J There are no guide-lines or legislative codes on takeovers and mergers. This is actually helpful in some ways (building up stakes on the quiet) and very un-helpful in others, (changing management control).

J Consolidation of accounts is not allowed in Pakistan. This makes it extremely cumbersome to have a 'holding company' or a Hanson style conglomerate.

J There is no clear legislation on changing the board of directors. The Companies Act 1984 only provides for elections every three years. This means that for a bidder, removal of the board of directors is not possible through an EOGM until the next election date. Of course an irate board could destroy the target company during the intervening time. This is ridiculous given that a sitting Prime Minister can be removed through a vote of no confidence anytime during his/her tenure. Yet the shareholders cannot remove the CEO/director or other directors by calling an EOGM. If a bidder waits till the election are near, he runs the risk of being victim to fouling tactics of the target company. The case of Dadabhoy Cement is well known where the shares of a major stake acquired openly and legally from Pak-Kuwait were not transferred in the name of the new owners through delay tactics until after the directors had been elected. Clearly, if the takeovers are going to be possible, shareholders should be able to call an election through an EOGM at any time and vote a new board in. This is one of the most fundamental rights of the shareholders currently not protected by law. The Companies Act 1984 should be amended.

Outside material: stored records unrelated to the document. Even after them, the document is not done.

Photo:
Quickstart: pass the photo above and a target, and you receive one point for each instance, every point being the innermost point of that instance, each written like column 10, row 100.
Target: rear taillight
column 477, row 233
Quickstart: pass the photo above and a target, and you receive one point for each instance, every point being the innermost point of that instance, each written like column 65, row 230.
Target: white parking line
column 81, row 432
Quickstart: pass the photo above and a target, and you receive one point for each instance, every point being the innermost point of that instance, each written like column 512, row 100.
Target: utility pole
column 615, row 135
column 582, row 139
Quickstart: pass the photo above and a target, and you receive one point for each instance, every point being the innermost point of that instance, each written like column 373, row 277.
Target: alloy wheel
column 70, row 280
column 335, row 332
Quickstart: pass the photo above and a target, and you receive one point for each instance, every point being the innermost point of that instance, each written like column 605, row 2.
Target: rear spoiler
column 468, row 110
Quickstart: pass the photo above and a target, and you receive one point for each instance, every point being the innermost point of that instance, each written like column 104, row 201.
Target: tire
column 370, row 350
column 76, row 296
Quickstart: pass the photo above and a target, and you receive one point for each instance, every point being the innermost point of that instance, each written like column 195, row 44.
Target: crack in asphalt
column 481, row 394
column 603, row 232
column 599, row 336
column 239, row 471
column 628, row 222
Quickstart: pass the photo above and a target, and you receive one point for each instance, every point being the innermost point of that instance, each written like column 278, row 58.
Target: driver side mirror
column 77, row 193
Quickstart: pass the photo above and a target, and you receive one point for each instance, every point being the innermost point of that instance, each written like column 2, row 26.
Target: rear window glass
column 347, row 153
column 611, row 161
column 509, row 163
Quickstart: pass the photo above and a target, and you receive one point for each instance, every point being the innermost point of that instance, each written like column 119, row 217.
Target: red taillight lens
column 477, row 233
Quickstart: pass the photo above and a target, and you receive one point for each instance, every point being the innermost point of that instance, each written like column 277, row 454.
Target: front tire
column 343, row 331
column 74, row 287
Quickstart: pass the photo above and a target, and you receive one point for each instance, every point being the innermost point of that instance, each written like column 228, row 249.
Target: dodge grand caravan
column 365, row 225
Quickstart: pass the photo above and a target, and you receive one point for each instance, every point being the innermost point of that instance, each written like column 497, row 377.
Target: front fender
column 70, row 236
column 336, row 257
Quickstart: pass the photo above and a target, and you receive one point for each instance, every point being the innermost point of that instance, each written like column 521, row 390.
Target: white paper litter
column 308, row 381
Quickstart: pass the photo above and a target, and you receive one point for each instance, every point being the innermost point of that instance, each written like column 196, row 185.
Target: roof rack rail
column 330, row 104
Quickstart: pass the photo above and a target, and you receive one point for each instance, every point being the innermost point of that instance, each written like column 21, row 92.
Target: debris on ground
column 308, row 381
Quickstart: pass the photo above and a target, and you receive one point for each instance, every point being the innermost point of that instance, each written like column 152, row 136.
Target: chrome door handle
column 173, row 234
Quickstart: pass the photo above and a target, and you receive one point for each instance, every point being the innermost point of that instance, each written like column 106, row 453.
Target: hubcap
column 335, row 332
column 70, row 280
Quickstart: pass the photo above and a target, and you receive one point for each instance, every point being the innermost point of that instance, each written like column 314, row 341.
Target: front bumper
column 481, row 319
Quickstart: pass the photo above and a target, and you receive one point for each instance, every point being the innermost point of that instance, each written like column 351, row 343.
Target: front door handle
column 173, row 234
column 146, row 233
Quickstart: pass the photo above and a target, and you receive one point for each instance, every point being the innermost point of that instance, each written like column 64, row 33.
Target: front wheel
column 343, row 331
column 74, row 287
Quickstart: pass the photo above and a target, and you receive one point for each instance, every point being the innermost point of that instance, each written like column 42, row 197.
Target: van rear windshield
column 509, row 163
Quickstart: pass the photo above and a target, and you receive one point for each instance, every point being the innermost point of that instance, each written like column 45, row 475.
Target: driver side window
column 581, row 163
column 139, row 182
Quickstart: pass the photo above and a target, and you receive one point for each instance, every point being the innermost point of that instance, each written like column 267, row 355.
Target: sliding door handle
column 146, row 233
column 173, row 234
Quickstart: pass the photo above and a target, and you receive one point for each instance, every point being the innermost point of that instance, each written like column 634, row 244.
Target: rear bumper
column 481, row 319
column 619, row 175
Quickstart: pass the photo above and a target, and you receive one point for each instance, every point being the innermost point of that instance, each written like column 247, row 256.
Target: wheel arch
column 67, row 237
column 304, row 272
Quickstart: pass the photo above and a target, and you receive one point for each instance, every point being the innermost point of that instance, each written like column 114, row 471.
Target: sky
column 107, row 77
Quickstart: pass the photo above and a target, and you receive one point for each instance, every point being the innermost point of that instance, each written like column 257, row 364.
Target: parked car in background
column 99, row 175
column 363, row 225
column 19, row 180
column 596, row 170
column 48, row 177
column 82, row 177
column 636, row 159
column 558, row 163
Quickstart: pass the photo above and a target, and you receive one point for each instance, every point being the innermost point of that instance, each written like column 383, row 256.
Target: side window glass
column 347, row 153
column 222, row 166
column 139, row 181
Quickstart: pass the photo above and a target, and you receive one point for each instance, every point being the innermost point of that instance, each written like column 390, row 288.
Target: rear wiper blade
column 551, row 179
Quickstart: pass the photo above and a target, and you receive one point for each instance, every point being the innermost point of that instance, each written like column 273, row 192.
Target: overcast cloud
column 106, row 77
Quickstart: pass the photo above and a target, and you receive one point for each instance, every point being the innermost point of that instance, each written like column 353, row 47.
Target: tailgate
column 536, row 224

Who should make the policy

The competent authority to do this job can be the KSE itself but it is likely that it would need the backing of the CLA. In the UK there is very little legislative support for the City Code on Takeover and Mergers which works largely through self-regulation. The code is administered by the Panel on takeovers and mergers set up in 1968 on the initiative of the Bank of England, (Dr. Yaqub please take note!). The City code defines the etiquette of all the key players in a takeover or a merger situation in great detail. Its key features:

J that all shareholders of the offeree company must be treated equally both in terms of the information available to them and the price offered. This usually requires the bidder to make a 'public offer' and publish a prospectus.

J The board of the offeree company may not do anything to frustrate the offer. The directors cannot play foul with the offer, for example, by making a rights issue or by causing delays in registration of the shares in the bidders name. Both tactics have been used in Pakistan.

Much of the takeover code will not apply particularly with owner entrepreneurs running the show. India's SEBI has already adopted a takeover code.